Another artificial intelligence (AI) framework is so great at creating text content but the designers of this system are reluctant to release it public domain for fear of misuse.
The OpenAI (the one backed by Elon Musk and Microsoft) built system, is a text creating platform that can compose page-long reactions to prompts, mirroring everything from dream exposition to counterfeit celebrity news stories and academic work. It expands on a prior content producing framework the organisation released a year ago.
AI has been used in the past to create content for quite a long time with fluctuating dimensions of progress. As of late, the innovation has gotten especially great. OpenAI’s underlying objective was for the framework to concoct the following word in a sentence by considering the words that preceded it. To make this conceivable, it was tested on about 8 million web pages.
A bunch of coming about demos that OpenAI posted online a week ago show exactly how persuading or scary as the case may be PC composed content can be. From numerous points of view, they seem like the composed rendition of deep fakes, which are powerful yet phony video and sound documents made with AI.
Our model, called GPT-2 (a successor to GPT), was trained simply to predict the next word in 40GB of Internet text. Due to our concerns about malicious applications of the technology, we are not releasing the trained model. As an experiment in responsible disclosure, we are instead releasing a much smaller model for researchers to experiment with, as well as a technical paper.
GPT-2 is a large transformer-based language model with 1.5 billion parameters, trained on a dataset of 8 million web pages. GPT-2 is trained with a simple objective: predict the next word, given all of the previous words within some text. The diversity of the dataset causes this simple goal to contain naturally occurring demonstrations of many tasks across diverse domains. GPT-2 is a direct scale-up of GPT, with more than 10X the parameters and trained on more than 10X the amount of data.
OpenAI have in the past released their projects to the public but this time it will be releasing a smaller model of what is obtainable instead. The researchers said they would not make it freely accessible because of “concerns about malicious applications of the technology.” You can see the technical paper they released attached at the bottom of this article that interested researchers can use if they are interested in building on the work done so far.
The organisation’s choice to keep it from open use is the most recent sign of a developing unease in and about the tech world about building front line innovation specifically AI without setting limits on how it tends to be used publicly.

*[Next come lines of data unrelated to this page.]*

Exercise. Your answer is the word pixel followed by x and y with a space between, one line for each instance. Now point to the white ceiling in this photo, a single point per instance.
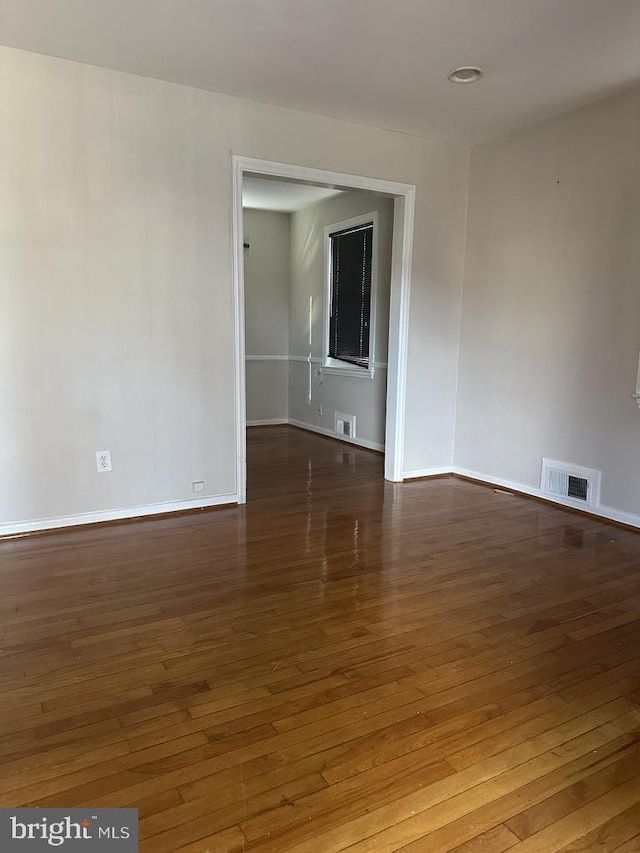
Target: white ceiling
pixel 380 62
pixel 282 196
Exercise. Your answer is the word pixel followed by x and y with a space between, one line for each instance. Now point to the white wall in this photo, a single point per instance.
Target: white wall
pixel 551 319
pixel 116 329
pixel 266 290
pixel 363 397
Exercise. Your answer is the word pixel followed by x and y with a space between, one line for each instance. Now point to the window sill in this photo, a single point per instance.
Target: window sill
pixel 333 367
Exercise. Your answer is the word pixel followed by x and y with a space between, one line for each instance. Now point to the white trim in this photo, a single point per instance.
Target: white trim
pixel 427 472
pixel 267 358
pixel 404 213
pixel 347 370
pixel 399 307
pixel 603 511
pixel 333 365
pixel 361 442
pixel 13 528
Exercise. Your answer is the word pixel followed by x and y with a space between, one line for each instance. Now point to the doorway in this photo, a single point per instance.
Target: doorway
pixel 400 201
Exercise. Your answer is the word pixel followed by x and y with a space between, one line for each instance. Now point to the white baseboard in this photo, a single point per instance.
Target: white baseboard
pixel 360 442
pixel 606 512
pixel 416 474
pixel 15 528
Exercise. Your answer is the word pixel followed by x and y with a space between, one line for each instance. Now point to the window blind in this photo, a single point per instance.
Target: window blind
pixel 349 322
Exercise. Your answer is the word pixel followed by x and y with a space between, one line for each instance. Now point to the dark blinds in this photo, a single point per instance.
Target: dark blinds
pixel 351 252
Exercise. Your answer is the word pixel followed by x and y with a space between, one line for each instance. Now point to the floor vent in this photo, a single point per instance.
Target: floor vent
pixel 344 425
pixel 564 480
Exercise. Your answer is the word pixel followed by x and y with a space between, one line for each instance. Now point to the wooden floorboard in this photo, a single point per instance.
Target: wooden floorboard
pixel 342 664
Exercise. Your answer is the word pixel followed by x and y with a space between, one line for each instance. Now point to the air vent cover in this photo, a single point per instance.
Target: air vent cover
pixel 565 480
pixel 344 424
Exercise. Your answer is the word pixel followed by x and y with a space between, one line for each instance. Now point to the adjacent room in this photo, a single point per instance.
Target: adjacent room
pixel 319 414
pixel 298 264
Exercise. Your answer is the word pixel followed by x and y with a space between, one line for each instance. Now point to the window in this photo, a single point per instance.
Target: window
pixel 351 271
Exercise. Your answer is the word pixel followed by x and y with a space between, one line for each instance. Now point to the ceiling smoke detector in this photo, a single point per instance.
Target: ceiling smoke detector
pixel 465 74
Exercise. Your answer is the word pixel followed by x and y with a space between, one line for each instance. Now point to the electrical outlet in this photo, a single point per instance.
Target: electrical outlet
pixel 103 460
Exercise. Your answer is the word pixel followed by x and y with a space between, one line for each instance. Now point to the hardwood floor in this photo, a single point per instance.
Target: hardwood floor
pixel 343 664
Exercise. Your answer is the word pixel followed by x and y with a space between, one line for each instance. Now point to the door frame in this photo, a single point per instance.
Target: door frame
pixel 403 223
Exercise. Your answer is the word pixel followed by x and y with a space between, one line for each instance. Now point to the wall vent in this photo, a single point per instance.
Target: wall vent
pixel 573 482
pixel 344 425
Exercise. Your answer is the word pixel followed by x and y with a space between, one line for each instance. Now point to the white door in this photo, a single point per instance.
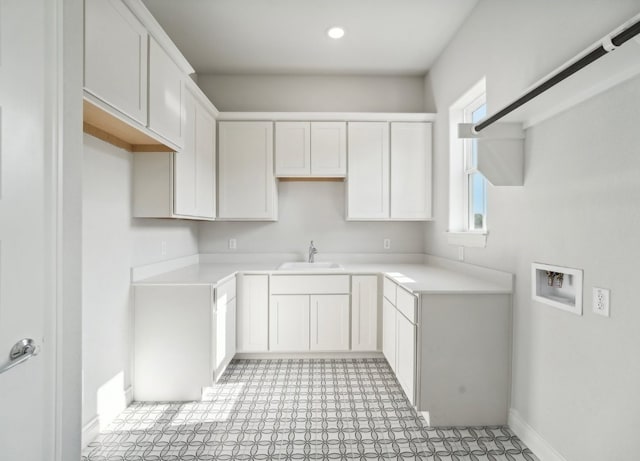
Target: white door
pixel 293 149
pixel 329 149
pixel 389 333
pixel 31 402
pixel 246 181
pixel 364 312
pixel 329 323
pixel 289 323
pixel 253 313
pixel 406 355
pixel 411 170
pixel 368 171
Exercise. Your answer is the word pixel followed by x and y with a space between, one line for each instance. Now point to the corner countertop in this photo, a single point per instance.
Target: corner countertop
pixel 435 275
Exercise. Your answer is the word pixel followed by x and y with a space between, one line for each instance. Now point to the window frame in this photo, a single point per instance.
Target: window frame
pixel 469 169
pixel 459 231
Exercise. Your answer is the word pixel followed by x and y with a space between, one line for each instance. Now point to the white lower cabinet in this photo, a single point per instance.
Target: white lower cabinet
pixel 364 312
pixel 224 342
pixel 329 322
pixel 406 355
pixel 400 332
pixel 289 323
pixel 389 333
pixel 253 313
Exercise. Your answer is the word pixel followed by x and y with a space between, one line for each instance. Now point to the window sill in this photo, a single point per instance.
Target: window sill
pixel 468 239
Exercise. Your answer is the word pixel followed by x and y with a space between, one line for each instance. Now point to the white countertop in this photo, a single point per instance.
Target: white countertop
pixel 435 276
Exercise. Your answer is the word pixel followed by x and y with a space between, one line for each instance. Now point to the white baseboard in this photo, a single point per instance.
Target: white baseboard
pixel 308 355
pixel 538 445
pixel 128 395
pixel 90 431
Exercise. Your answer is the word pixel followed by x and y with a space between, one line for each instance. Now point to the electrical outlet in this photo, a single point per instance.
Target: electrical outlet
pixel 601 301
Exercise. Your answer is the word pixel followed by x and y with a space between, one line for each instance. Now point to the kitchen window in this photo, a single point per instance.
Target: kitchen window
pixel 467 186
pixel 475 184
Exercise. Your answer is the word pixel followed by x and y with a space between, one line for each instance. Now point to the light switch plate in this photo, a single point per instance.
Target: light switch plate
pixel 601 297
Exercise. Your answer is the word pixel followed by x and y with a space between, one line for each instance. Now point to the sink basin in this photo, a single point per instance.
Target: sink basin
pixel 304 266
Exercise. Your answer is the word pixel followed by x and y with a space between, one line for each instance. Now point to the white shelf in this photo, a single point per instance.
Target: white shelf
pixel 566 296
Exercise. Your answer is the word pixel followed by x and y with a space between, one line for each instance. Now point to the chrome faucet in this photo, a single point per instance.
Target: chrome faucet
pixel 313 251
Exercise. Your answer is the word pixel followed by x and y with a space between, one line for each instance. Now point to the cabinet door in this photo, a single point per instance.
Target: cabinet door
pixel 205 174
pixel 289 323
pixel 172 342
pixel 184 165
pixel 406 356
pixel 230 332
pixel 293 149
pixel 165 94
pixel 389 333
pixel 253 313
pixel 116 57
pixel 194 166
pixel 368 176
pixel 247 185
pixel 411 171
pixel 328 149
pixel 329 323
pixel 220 339
pixel 364 312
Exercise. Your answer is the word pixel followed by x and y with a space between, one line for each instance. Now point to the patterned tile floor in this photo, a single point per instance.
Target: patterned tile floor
pixel 297 410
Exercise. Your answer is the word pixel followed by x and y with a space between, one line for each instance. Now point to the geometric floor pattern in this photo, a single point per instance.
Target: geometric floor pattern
pixel 348 409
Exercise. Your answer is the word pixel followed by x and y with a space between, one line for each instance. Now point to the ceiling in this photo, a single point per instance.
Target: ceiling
pixel 383 37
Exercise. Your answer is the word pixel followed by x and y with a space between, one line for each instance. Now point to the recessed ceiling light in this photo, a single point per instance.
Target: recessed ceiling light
pixel 336 32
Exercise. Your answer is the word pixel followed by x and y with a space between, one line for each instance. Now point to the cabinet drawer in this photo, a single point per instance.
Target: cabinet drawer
pixel 390 290
pixel 407 304
pixel 309 284
pixel 226 291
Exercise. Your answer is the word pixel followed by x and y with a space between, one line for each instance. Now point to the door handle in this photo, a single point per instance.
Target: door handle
pixel 21 351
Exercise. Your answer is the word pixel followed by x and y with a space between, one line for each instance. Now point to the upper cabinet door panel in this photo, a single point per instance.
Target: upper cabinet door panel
pixel 184 169
pixel 411 170
pixel 165 94
pixel 205 141
pixel 329 149
pixel 293 148
pixel 368 178
pixel 116 57
pixel 246 182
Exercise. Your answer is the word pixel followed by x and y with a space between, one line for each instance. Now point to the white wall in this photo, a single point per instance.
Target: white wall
pixel 575 379
pixel 319 93
pixel 112 243
pixel 311 211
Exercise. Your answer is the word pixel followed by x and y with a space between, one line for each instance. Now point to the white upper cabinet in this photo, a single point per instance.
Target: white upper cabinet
pixel 194 165
pixel 165 94
pixel 246 181
pixel 316 149
pixel 410 171
pixel 368 164
pixel 293 149
pixel 116 57
pixel 328 149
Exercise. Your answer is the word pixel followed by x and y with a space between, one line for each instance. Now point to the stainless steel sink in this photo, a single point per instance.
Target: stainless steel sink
pixel 304 266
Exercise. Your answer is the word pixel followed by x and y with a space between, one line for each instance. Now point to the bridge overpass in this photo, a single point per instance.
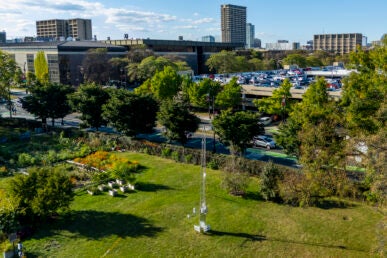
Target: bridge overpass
pixel 252 92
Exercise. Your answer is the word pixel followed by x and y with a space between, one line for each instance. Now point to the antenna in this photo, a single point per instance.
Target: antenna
pixel 203 227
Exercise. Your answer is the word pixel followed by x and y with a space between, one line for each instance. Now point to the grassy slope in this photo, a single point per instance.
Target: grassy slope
pixel 152 222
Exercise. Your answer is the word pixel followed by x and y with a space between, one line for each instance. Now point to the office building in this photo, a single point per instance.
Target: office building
pixel 337 43
pixel 233 23
pixel 64 58
pixel 250 34
pixel 208 38
pixel 3 37
pixel 78 29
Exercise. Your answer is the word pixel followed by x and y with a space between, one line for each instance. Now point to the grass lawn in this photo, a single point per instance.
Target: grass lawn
pixel 153 222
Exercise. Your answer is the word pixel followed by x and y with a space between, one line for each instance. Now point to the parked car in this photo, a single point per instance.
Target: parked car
pixel 266 120
pixel 263 141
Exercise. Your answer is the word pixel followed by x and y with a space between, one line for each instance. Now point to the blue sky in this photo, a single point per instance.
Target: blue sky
pixel 296 21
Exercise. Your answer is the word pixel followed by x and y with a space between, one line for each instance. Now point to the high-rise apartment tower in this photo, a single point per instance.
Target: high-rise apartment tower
pixel 79 29
pixel 233 23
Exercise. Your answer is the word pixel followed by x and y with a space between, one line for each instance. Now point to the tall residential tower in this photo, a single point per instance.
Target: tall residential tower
pixel 79 29
pixel 233 23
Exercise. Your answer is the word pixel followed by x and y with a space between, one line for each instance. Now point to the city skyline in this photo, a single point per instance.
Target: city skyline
pixel 169 19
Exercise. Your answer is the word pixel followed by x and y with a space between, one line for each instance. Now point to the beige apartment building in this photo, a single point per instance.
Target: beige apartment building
pixel 233 23
pixel 337 43
pixel 79 29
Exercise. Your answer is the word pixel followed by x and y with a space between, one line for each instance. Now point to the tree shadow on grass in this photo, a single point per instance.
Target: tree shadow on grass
pixel 96 225
pixel 334 204
pixel 150 187
pixel 260 238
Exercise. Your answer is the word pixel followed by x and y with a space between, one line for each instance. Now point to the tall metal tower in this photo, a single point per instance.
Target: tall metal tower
pixel 203 227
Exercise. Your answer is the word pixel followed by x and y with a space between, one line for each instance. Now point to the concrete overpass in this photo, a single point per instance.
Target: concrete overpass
pixel 252 92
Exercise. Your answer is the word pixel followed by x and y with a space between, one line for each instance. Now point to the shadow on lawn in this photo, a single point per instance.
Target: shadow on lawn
pixel 260 238
pixel 97 224
pixel 150 187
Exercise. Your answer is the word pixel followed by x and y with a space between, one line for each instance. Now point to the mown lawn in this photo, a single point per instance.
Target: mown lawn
pixel 153 222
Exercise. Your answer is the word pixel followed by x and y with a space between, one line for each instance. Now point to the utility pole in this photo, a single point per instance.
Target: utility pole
pixel 203 227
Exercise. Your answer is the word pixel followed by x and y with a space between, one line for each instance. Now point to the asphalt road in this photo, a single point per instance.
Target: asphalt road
pixel 205 130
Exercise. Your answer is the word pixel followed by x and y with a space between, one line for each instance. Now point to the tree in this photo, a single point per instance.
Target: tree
pixel 177 120
pixel 364 102
pixel 230 96
pixel 88 100
pixel 295 59
pixel 237 129
pixel 96 66
pixel 48 101
pixel 279 102
pixel 312 133
pixel 41 67
pixel 7 76
pixel 130 113
pixel 164 84
pixel 269 184
pixel 42 193
pixel 202 94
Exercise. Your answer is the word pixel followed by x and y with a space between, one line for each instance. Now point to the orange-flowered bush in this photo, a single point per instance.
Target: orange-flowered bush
pixel 103 160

To understand better why they are keeping this from the public, OpenAI researchers entered the following Lord of the Rings style prompt to the system: Legolas and Gimli advanced on the orcs, raising their weapons with a harrowing war cry.
The computer composed this appropriately violent addition: The orcs’ response was a deafening onslaught of claws, claws, and claws; even Elrond was forced to retreat. “You are in good hands, dwarf,” said Gimli, who had been among the first to charge at the orcs; it took only two words before their opponents were reduced to a blood-soaked quagmire, and the dwarf took his first kill of the night.
You see how such a system can easily misconstrue what someone originally meant. Imagine combining this creepy text system with a deep fake video of a world leader talking about launching a nuclear weapon targeting an enemy nation and without wasting much time, the other nations responds accordingly. Disaster right? How about misquoting a celebrity in a publication among others? It could be a bad tool in the hands of bad actors especially in the fake news era. Imagine how our lives will change dramatically when we start seeing fake movie and app reviews that are so believable that it starts to affect the income of a business.
The innovation could be valuable for a scope of regular applications like helping writers paint a better picture of what their writings. There is also the voice assistant improvement.